Problem: Frequency string 'D' and pd.offsets.Day is defined to be a fixed 24 hour period since it's a subclass of Tick.

In the context of timezones with a DST crossing, 'D' acts as a calendar day (23/24/25H) instead for the following operations:

  • pd.date_range(start, end, freq="D")
  • df.resample("D")...

Original Settled Solution: Deprecate all behavior where Frequency string 'D' and pd.offsets.Day is a fixed 24 hours in favor of "24H". A private _Day offset would be used where appropriate internally and swapped out once the deprecation is enforced.

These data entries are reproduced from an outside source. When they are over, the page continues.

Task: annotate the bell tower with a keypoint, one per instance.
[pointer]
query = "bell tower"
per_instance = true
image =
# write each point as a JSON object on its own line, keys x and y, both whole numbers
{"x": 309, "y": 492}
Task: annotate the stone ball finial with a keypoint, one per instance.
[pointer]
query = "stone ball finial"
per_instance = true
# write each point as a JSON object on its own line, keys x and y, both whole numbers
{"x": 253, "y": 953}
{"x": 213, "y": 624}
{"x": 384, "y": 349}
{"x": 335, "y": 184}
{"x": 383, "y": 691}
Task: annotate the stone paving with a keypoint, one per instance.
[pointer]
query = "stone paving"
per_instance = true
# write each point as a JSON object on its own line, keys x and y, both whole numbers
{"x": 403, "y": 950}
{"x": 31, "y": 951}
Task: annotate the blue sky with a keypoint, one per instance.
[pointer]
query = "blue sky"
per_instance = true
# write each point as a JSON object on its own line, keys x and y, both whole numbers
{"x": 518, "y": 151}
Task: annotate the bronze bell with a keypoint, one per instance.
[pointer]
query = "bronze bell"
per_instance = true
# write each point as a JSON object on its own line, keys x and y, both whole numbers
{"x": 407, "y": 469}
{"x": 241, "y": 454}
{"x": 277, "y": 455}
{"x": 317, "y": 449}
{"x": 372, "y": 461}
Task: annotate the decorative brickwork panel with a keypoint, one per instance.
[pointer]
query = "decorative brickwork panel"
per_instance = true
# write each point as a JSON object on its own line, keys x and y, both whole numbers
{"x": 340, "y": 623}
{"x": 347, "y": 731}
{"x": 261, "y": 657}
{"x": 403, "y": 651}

(Note: I lost steam last time catching all the warnings issued in the testing suite given the above solution touches datetimes, timedeltas, offsets, methods, etc)

Other Solutions

  1. Implement a new offset, e.g. "'DayDST'"/pd.offsets.CalendarDay", that users can migrate to.
  2. Deprecate Ticks (Day is a subclass) all together since they are redundant with Timedeltas

cc @pandas-dev/pandas-core

(@jbrockmendel) Updating with checkboxes to keep track of issues I think this would resolve: - [ ] #51716 - [ ] #35388

Comment From: jbrockmendel

Giving this another shot, still have 563 failing tests on the current branch. Some points to figure out and/or decide:

1) ATM multiplication/division with a Day can return a sub-day Tick. What do we do if Day ceases to be a Tick?

2) What do we do when adding a Timedelta-like to a Day?

3) Do we allow adding Day to TimedeltaArray/Index by treating it as 24H? If we do that might make dt64tz + day + tdi behavior ambiguous

4) In Rolling._validate we do freq.nanos which raises if we make Day non-tick. Do we check for Day and convert it to 24H in this case? Or will that cause problems in tzaware cases?

5) ATM Tick comparison considers Day(1) == Hour(24) and similar with other Tick subclasses. If Day is no longer a Tick, then Day(1) != Hour(24) and many existing tests break. Do we want to update the tests or patch __eq__. (For dev purposes ive patched __eq__ calls inside tm, am assuming this isnt a long-term soluton)

6) when passing a freq to TimedeltaIndex, or timedelta_range, I think disallow Day objects but if users pass "D"-like strings we can call that close enough and cast that to 24H.

Will update this as I go.

Comment From: mroeschke

Not sure if https://github.com/pandas-dev/pandas/issues/22864#issuecomment-437199726 provides any answers to the above

Comment From: MarcoGorelli

What's the suggestion for when the result would fall on an ambiguous or non-existent timestamp?

Like

Timestamp('2015-03-28T2:30').tz_localize('Europe/Warsaw') + pd.tseries.offsets.Day(1)

Just raise?

Comment From: jbrockmendel

i think so, yes.